Problems and solution on Trainer

I am using the trainer to train an ASR model, the dataset and the output dimension are huge. This will cause some problems during training. I struggle with it many days, so I post my solution here, hope it can help.

  1. compute_metrics out of memory issue
    during compute_metrics, it will save all the logits in an array, when the output dimension is large, it will easily cause out-of-memory on a large dataset. The solution is to use torch.argmax on logits first to avoid saving all the data.

  2. when using trainer on seq2seq model, if the model output contains past_key_value, it will cause length error when merging different output, so past_key_value needs to be dropped on model output.

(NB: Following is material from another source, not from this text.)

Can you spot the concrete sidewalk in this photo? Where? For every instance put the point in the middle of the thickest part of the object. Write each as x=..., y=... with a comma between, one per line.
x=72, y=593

  3. group_by_length will take a very long processing time on model.train, and it uses a lot of memory to calculate the length of the data.

1 Like

Note that for 3, you can have it in your datasets.Dataset computed once and for all with the map method, you just have to store the resuls in a "lengths" column. It will then uses the Dataset features and not try to access every element.

1 Like
  1. model.forward should have labels argument if you have loss return, otherwise during prediction_loop will cause length error.

  2. it needs to add input_ids in dataset(for wav2vecProcessor, input will be input_values, I have to add an extra input_ids field XD)

It should be length instead of lengths, it can be customize using length_column_name now! That’s nice!